Stuff, Stuff, Stuff

I’m one of those people who is always working on several things at once, and I have to have all of my task components out where I can see them.  This means that like millions of people out there, I use the famous File By Pile system.

The obvious problem with that method is that one always has a constant supply of messes.  And alas, one invariably loses Important Things under other Important Things, which can lead to the frantic I’m-On-A-Mission hunts to locate whatever.  (I have gotten smarter over the years; we now own about eight pairs of scissors, which means we can usually find two or three at any given time.  Of course, no one else ever borrows my lefty scissors, so they remain nicely sharp, but then I can’t blame losing track of them on anyone else, either.)

Another end result is that some tasks will take more than a day, and when stuff sits out for any length of time, it simply becomes part of the scenery and is no longer noticeable. You can physically see the stacks of papers laying atop the books in the bookcase, but you don’t notice them as things out of place because they are in a semi-permanent “temporary holding place”. This is how AD/HD people have terribly cluttered houses and offices: lots of ongoing projects, the tendency for things to become invisible to awareness, and of course, the inertia of task paralysis when it comes to cleaning things up.

Actual cleaning isn’t hard. It’s not the running the vacuum across the floor, nor swiping things with a tacky dusting cloth, nor wiping down tables, nor mopping floors. Rather, it’s getting to these surfaces, because first one must put a gazillion things away!
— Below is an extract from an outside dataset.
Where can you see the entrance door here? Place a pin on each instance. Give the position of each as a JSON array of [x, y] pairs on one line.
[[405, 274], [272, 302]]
Putting stuff away can lead to terribly recursive bouts: taking the socks from the living room to the laundry and starting a load of laundry and going to the bedroom to get hangers for the dried clothes and picking up the full waste-basket while in the bedroom and dropping off the hangers atop the washer and finding a pair of undies stuck down between the washer and dryer and setting down the waste-basket to go fetch the yardstick to retrieve the garment and reaching underneath the hutch to grab the yardstick that has fallen down and finding some pieces of junk mail and another stray sock that have gotten kicked under there but not finding the yard stick and throwing away the junk mail and taking the sock up to the laundry and then realising that you still haven’t found the yardstick and then looking for it in the coat closet and having a basket of gloves and hats fall off the shelf and picking them up and …

Getting around all these endless loop-de-loops requires temporarily putting a laundry basket at the bottom of the staircase. All the stuff going up gets dumped in there to be distributed after I’m done vacuuming. That way, all the assorted dirty clothes are dropped off in one trip, all the hair elastics are returned to the bathroom cup in one trip, and so on. The basket interrupts the loop-de-loops by collecting things, and then allows me to visit each of the upstairs rooms just once.  With any luck I won’t find a newsmagazine I’ve not yet read and get sidetracked by the editorial cartoons.

We also have a series of stacking drawers in the kitchen, one for each person. When I’m picking up, I just drop the miscellany in each person’s drawer for them to deal with. “Can’t find it?  Did you check your drawer?” I have also put a waste paper basket right by where the mail lands, so the junk mail gets tossed immediately instead of defaulting to the “get around to that later” that rarely happens.

Of course, there’s a pile of paper on my desk.  It’s mostly stuff I’m working on right now, and stuff I mean to be working on.  Back when I was a freelance writer for magazines and newspapers and worked from home, I finally realised that I would have to implement some traditional office procedures.

No, I didn’t make myself clean off my desk at the end of each day.  However, I did start my Friday mornings by going through my pile and sorting it out.  (Initially I tried to do this on Monday mornings, but I really don’t have that much self-discipline or masochism, so it got bumped to Friday mornings.) That’s when I forced myself to do the filing – I hate filing papers in file drawers, but even I finally realized that putting away a few pieces of paper once a week was much less tedious than waiting until the pile was thicker than the Sunday newspaper.

That’s also when I rediscovered bills I’d had to postpone paying due to cash-flow issues, bank statements to balance, little scraps of paper with cryptic notes to myself about new article ideas, magazines I meant to read, catalogs I could probably toss, and other workaday ephemera including an occasional mislaid paycheck that wanted depositing – I’m not brainy like Einstein, but we do have that in common …

Now if you’ll excuse me, I must go vacuum the living room while I still have half an impulse to do so, and it remains visible.